In coastal regions prone to earthquakes, the landscape is shaped by the combined forces of wave erosion and rock deformation. As a result, platforms created by waves can be slowly uplifted out of the water to become marine terraces. These flat areas in otherwise mountainous coastlines are mostly known as valuable land for agriculture and urban development. For geologists they also hold precious information about past elevations of sea level, and about the rates of tectonic deformation that can result in earthquake.
To achieve this, the researchers will study the Noto Peninsula and Sado Island in Central Japan, which offer an exceptional field site with numerous marine terraces with presumed ages ranging from a few thousand years up to a million year. Some stretches of coastline are devoid of terraces while others host many. This observation is accompanied by a wide diversity of wave power reaching the coast, and varying rates of rock uplift. The goal of the project is to understand how these variations in wave conditions and rock deformation can promote or prevent the development of terraces.

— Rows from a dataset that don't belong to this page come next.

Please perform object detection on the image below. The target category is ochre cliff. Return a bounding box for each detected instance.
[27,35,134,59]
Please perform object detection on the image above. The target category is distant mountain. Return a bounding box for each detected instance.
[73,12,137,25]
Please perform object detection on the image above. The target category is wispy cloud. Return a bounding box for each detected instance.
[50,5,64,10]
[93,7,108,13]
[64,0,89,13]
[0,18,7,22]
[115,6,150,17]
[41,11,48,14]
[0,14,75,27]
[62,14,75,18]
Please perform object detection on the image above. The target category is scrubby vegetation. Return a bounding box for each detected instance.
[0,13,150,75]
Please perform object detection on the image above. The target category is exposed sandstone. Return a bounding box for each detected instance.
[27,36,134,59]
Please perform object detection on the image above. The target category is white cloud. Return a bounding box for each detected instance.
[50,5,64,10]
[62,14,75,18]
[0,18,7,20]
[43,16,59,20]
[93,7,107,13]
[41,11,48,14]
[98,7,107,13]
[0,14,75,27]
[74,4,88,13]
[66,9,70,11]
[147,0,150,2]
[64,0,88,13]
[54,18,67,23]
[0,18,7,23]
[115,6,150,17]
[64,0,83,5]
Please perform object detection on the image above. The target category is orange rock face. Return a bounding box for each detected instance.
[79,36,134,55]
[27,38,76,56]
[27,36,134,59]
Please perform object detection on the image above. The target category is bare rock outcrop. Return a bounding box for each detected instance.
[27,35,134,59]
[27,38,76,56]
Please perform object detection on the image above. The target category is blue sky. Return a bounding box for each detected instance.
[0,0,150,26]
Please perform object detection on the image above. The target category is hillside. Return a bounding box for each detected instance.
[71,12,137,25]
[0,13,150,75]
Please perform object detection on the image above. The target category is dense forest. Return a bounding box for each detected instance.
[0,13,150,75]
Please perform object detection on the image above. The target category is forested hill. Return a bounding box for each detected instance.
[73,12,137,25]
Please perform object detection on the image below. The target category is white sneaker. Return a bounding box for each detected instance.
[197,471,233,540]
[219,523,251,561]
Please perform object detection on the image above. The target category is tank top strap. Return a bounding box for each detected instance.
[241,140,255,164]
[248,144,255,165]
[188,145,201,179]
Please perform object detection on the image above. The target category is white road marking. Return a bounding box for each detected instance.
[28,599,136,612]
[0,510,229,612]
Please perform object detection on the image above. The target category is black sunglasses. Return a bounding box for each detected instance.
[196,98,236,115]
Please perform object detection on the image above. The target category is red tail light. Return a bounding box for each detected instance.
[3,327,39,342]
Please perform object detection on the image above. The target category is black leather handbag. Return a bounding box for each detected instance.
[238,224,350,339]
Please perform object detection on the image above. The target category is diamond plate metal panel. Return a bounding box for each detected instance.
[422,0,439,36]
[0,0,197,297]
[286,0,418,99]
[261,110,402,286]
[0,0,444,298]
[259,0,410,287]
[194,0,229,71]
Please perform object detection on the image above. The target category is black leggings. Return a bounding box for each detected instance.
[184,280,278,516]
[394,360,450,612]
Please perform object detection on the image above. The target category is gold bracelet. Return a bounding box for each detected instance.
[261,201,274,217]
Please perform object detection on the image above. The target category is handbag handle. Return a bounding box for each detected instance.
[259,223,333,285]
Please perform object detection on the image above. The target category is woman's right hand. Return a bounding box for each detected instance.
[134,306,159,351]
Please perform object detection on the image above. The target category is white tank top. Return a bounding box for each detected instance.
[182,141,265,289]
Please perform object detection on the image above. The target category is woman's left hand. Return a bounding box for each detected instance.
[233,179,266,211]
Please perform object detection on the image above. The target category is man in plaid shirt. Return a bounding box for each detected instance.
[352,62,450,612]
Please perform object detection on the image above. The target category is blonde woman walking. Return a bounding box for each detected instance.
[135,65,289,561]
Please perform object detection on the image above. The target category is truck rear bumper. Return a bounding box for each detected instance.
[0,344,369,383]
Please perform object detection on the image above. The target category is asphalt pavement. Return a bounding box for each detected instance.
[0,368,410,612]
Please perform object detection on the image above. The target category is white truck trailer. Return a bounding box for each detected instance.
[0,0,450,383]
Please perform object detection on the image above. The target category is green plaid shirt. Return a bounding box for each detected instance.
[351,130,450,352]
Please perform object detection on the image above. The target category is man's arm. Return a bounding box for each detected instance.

To investigate the distribution and abundance of marine terraces at these sites, as well as worldwide, the researchers will develop a numerical model that simulates wave erosion and landscape evolution. They will date the age of the marine terraces to understand the local history and calibrate the model with luminescence dating techniques.
This study will lead to a deeper understanding of the tectonic and sea-level signal that is encoded in marine terraces around the world. This will help explaining the local history of tectonic deformation and associated earthquake hazard, and will provide additional constraints on sea level changes under past climates.
Field work will be jointly led by Luca Malatesta (GFZ) and Sumiko Tsukamoto (LIAG). Numerical modelling will be primarily developed at GFZ while luminescence dating will take place in the laboratory of LIAG. Two early career scientists will soon join the project. The project will be funded by Deutsche Forschungsgemeinschaft DFG.